1963 Relatório sobre o serviço de Água e Esgoto: Análise da situação dos sistemas nas redes de municípios do interior de São Paulo; 1963-1964 Prospecto dos Problemas de Desenvolvimento de Ubatuba, SP; 1964 Energia Elétrica no Estado de São Paulo;

4.0. Introdução

Neste capítulo, introduzimos o objeto de pesquisa que deu origem a esta dissertação de mestrado, o estudo da “Estrutura Urbana da Aglomeração Paulistana”, trabalho que, conforme já dissemos, foi realizado pela Sociedade para Análises Gráficas e Mecanográficas Aplicadas aos Complexos Sociais para a Prefeitura paulistana, no final da década de 1950.

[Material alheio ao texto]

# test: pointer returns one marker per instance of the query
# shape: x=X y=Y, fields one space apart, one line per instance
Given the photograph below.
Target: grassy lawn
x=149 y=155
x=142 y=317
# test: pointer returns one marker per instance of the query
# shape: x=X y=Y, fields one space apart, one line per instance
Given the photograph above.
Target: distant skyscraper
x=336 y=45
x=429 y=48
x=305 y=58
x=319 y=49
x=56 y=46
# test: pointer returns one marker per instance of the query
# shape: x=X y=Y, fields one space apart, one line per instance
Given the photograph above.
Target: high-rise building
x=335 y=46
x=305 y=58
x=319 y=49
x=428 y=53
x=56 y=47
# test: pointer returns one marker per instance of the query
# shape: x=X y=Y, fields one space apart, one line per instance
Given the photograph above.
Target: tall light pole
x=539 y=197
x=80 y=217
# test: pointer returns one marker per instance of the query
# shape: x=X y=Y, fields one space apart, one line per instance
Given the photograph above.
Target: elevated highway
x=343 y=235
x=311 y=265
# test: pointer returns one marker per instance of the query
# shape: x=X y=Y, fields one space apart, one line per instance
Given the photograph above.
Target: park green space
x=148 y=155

Neste quarto capítulo, daremos início à discussão sobre a abrangência que este estudo teve na elaboração de um diagnóstico urbanístico das condições sociais e estruturais da cidade de São Paulo e dos municípios vizinhos. Primeiramente, discutiremos os aspectos da contratação e dos termos do contrato, assinado entre Prefeitura e SAGMACS, em outubro de 1956. Num segundo momento deste capítulo, apresentaremos a forma como a pesquisa urbana realizada pela SAGMACS se apresentou para o meio técnico, como relatório de análise sobre os problemas da cidade.

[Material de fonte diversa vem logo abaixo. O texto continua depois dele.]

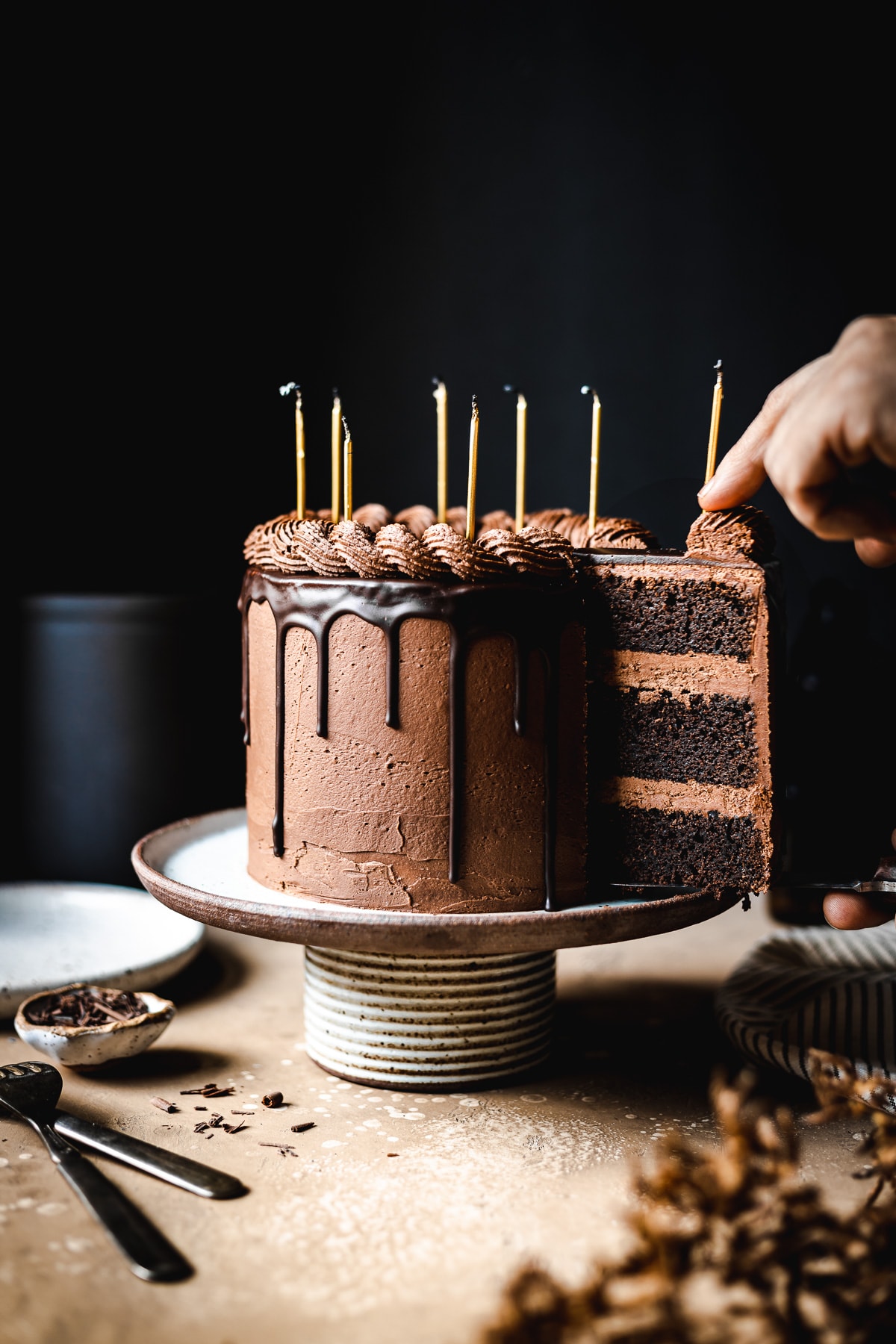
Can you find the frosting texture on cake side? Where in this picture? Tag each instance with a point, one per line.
(414, 744)
(445, 725)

É bom lembrar que o estudo elaborado não se impõe enquanto plano urbanístico para a cidade, mas sim com o intuito único e exclusivo de levantar e apontar para os dados da realidade social e econômica existente em São Paulo. Para tanto, propomos delimitar este capítulo à apresentação do relatório apenas enquanto organização textual, sem uma análise aprofundada sobre o material, a qual acontecerá no quinto capítulo de nossa dissertação.